Despite Durant not being able to contribute next season, the Nets are still in really good shape. The Nets did in fact upgrade from D’Angelo Russell to Kyrie Irving, though some disagree with that statement (Something I’ll get into later this week)
The reason why Kemba Walker could be an upgrade over Irving has nothing to do with Kyrie himself. It’s about the surrounding pieces and how those guys fit with Walker compared to Kyrie.
Kyrie is one of the few guys who really matter in the league. I do believe, despite the failure in Boston, he’s a No.1 guy on a championship team.
As much as people blame Irving for Boston’s failures, there’s also a lot he couldn’t do. The Celtics had team-wide effort issues on the defensive side of the ball, and decided to hit zero shots in the first halves of games, leaving Irving to have to bail them out at the end. The Celtics don’t win nearly as many games as they did last season without Irving’s heroics late.
That’s why the Nets signed Kyrie over D’Angelo Russell. Because he matters. Is D-Lo really ever going to be one of the ten best guys in the league? Are we sure D-Lo is going to live up to that max contract (It seemed much more likely that deal would be an overpay before he ended up in Golden State)? When a guy like Kyrie is available, and you can easily get him, you do it. That’s what Boston did. It didn’t work out, but they tried. You just do it and see what happens.

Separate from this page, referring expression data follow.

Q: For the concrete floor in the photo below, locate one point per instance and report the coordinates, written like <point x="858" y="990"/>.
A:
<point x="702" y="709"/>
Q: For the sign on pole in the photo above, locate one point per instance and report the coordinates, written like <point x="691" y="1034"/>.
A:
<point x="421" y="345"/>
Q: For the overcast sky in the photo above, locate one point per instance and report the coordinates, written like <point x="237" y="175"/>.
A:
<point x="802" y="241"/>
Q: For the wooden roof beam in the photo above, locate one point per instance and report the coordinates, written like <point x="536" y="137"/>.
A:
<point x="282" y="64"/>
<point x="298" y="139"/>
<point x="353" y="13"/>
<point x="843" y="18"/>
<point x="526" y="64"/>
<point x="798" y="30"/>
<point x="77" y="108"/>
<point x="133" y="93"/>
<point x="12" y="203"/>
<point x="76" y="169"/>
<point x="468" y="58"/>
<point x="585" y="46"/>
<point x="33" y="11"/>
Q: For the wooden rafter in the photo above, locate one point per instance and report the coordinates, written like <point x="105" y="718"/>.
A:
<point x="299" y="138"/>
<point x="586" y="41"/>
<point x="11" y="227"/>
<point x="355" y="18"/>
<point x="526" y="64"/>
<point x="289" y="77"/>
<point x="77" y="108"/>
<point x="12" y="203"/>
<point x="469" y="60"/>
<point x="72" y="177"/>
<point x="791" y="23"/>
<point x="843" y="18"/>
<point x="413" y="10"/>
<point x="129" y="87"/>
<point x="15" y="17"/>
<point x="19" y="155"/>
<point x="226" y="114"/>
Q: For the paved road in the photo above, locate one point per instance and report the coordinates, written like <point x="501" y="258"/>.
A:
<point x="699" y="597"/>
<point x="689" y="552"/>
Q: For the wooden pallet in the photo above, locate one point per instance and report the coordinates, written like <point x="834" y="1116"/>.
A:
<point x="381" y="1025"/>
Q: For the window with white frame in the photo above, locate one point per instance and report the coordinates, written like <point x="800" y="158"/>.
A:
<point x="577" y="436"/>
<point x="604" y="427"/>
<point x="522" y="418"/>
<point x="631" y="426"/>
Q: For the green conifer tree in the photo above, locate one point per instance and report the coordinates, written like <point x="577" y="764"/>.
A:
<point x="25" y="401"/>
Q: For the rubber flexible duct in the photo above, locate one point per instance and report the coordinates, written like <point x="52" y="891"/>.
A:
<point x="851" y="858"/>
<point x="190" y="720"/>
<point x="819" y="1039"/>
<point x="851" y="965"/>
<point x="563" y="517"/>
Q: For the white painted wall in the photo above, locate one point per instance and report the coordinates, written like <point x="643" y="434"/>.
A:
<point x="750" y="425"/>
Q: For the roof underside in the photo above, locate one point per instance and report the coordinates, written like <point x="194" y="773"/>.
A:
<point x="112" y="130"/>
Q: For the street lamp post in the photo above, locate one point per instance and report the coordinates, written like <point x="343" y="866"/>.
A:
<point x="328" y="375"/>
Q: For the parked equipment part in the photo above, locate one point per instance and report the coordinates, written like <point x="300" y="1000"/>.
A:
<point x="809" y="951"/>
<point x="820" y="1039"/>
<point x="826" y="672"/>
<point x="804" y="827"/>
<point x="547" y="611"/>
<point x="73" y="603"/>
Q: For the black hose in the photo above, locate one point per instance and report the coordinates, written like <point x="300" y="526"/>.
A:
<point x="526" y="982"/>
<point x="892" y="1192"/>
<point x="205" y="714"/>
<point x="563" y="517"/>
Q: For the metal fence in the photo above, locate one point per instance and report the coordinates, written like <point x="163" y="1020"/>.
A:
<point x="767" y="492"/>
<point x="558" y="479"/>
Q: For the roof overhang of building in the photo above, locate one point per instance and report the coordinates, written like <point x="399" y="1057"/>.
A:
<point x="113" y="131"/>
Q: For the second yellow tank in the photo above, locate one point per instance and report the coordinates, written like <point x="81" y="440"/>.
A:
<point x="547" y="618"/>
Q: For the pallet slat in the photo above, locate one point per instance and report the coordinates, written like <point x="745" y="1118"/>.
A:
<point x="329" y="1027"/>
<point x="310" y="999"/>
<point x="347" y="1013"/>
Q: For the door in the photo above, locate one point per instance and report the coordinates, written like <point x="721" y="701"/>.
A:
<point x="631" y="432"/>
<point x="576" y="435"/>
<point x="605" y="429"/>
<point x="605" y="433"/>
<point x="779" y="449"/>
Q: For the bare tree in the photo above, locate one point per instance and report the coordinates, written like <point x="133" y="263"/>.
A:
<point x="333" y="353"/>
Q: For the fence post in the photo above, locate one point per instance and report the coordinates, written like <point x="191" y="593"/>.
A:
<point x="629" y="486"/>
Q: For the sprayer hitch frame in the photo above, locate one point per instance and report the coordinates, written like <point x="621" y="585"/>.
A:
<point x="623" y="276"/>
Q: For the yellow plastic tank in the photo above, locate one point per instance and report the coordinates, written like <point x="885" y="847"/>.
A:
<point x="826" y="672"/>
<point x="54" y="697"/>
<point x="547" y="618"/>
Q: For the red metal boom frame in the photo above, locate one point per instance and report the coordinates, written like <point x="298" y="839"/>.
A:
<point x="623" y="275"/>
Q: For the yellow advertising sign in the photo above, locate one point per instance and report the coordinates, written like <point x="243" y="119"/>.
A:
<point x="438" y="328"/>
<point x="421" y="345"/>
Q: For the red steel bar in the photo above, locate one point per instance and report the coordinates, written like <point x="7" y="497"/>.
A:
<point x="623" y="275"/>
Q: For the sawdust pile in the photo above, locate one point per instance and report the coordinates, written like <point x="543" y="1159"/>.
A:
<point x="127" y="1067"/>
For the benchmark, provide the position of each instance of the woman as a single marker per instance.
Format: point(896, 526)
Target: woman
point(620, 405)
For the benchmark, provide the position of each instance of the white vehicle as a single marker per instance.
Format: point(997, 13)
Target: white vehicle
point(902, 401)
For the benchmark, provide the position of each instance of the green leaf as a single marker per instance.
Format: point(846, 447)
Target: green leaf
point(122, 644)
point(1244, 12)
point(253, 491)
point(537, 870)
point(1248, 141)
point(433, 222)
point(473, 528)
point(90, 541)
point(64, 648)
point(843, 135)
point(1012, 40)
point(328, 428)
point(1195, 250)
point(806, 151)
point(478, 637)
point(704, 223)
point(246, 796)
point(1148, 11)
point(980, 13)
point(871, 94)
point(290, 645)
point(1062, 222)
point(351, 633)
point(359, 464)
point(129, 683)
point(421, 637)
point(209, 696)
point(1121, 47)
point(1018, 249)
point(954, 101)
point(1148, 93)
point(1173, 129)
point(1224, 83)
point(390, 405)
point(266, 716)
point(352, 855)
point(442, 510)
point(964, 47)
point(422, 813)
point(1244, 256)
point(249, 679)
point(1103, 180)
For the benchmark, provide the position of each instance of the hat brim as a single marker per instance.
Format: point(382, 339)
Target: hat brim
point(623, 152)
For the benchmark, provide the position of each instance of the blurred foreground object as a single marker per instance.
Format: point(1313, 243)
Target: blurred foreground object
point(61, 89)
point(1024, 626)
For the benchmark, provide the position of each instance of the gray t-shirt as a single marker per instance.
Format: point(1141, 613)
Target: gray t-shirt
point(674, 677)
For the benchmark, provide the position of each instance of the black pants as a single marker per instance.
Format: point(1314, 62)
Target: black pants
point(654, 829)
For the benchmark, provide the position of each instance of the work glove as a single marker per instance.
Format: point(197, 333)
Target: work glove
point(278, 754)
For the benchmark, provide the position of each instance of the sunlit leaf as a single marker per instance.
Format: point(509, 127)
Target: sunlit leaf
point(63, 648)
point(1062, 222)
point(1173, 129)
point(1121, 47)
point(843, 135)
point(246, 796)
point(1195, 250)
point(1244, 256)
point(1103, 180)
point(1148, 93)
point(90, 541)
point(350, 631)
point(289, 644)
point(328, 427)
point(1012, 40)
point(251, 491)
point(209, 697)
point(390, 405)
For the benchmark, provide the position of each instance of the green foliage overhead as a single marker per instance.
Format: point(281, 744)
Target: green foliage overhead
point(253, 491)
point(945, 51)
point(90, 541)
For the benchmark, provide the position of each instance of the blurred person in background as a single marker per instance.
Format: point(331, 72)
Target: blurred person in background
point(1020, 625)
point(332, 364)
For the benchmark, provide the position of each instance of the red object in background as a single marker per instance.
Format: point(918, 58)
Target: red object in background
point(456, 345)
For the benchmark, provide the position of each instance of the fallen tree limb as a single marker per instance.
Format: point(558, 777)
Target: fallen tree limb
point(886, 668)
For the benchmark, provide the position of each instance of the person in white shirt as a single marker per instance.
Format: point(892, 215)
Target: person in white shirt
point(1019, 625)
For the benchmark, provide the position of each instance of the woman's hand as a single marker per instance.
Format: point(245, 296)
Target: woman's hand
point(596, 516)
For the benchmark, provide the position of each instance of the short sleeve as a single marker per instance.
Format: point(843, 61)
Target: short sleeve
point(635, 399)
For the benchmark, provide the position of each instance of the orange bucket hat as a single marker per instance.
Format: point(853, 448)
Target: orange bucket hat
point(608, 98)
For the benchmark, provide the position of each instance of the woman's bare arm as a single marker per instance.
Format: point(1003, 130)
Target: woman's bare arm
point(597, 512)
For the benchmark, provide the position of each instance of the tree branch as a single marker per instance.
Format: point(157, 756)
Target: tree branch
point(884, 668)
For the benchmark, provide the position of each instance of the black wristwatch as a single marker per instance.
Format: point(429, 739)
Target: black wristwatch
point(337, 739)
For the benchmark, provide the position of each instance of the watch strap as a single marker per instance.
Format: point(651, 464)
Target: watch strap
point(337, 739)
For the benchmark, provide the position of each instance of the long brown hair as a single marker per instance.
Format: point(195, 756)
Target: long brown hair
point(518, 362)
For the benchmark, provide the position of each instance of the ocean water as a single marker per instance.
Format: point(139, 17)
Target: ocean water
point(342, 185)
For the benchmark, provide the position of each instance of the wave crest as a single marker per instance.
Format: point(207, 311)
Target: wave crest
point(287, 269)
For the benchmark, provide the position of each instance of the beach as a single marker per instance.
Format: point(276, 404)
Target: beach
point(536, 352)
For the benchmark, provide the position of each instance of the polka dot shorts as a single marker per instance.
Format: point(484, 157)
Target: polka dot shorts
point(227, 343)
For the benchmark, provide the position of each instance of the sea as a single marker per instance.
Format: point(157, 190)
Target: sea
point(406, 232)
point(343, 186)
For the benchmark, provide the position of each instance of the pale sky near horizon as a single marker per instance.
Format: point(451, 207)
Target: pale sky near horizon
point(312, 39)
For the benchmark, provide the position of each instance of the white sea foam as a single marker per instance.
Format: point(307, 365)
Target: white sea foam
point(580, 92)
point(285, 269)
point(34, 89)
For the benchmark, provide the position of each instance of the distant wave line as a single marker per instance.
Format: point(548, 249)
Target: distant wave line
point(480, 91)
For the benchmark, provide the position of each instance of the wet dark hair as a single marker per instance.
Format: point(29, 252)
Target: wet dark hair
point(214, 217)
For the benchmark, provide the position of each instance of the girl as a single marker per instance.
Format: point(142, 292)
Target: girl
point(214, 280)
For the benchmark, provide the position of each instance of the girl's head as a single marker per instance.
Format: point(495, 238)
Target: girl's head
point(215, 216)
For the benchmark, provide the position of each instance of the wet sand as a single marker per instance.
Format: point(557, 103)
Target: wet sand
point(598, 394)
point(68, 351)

Because of what Kyrie brings to the table, and the foundation they already have, the Nets could easily be contenders next season even without KD. We’re looking at a lineup of Kyrie-LeVert-Harris-Garrett Temple/Taurean Prince-Jarrett Allen/DeAndre Jordan. Kyrie and LeVert is a deadly duo; both have the ability to play off one another as they can hit threes. LeVert’s length makes him a threat off-the-ball as well. Joe Harris is a sniper; and whoever of Temple and Prince provides shooting and defense (I assume Temple starts due to the signing and his experience). Center is in an odd spot; the Jordan signing is easily one of the worst of the summer, but it’s clear that KD and Kyrie pulled a LeBron-like move on the Nets and said “Pay him or we ain’t coming.” Allen did get exposed a bit in the playoffs, but Jordan isn’t exactly bringing good rim protection either. Maybe playing with his friends will bring his effort back up. Anyways, if Kawhi leaves the conference, the Nets automatically slide in as the No.2 seed behind Milwaukee, with Indiana, Miami, Boston and Philadelphia challenging them for it. If Kawhi stays, it likely slides everyone back a spot. Nonetheless, the Nets have boosted themselves into the East’s, and the league’s, top tier. They only have up to go from there.